Because of the violence against your brother Jacob, you will be covered with shame; you will be destroyed for ever. On the day you stood aloof while strangers carried off his wealth and foreigners entered his gates and cast lots for Jerusalem, you were like one of them. You should not gloat over your brother in the day of his misfortune, nor rejoice over the people of Judah in the day of their destruction, nor boast so much in the day of their trouble. You should not march through the gates of my people in the day of their disaster, nor gloat over them in their calamity in the day of their disaster, nor seize their wealth in the day of their disaster. You should not wait at the crossroads to cut down their fugitives, nor hand over their survivors in the day of their trouble (Oba 1:10-14).

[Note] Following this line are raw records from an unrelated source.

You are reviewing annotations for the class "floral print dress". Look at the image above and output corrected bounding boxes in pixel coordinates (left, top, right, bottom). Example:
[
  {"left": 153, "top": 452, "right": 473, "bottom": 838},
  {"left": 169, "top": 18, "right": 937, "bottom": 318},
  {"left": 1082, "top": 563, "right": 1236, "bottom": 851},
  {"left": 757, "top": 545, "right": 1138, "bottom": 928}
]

For a people seething with "Damn Edom" sentiments, such as Malachi's audience was, it is not difficult to see how effective "I love Jacob but I hate Esau" would bring home the point about Yahweh's love for Israel. His love for Israel was founded upon a choice, not a matter of accident. He did not "fall in love" with Israel, as it were. Rather He sovereignly chose to love her. This is the central fact of election. That this was how Paul understood Malachi to be saying is clear in Rom 9. There Paul speaks of his deep grief at the fact that so few of his own people, the Jews, seemed to care about Jesus. How to explain it? Paul says it is a matter of divine election, of sovereign choice, citing Malachi, "Jacob I loved, but Esau I hated" (v3) (and Exo 33:19) "in support.

and I have turned his hill country into a wasteland and left his inheritance to the desert jackals
If the Edomites though that they could profit from the miseries of their brothers and get away with it, they were badly mistaken. In 533 BC (fifty-three years after the fall of Jerusalem) the Babylonians invaded Edom. Their weakened state would eventual expose them to incursions by the Nabateans from the south, pushing them westward into southern Judah. A wasteland inherited by desert jackals was what former Edom became.3 The fact that Malachi's audience was there, restored in their homeland, and could actually ask the question they asked, is proof that Yahweh loved them, and still did.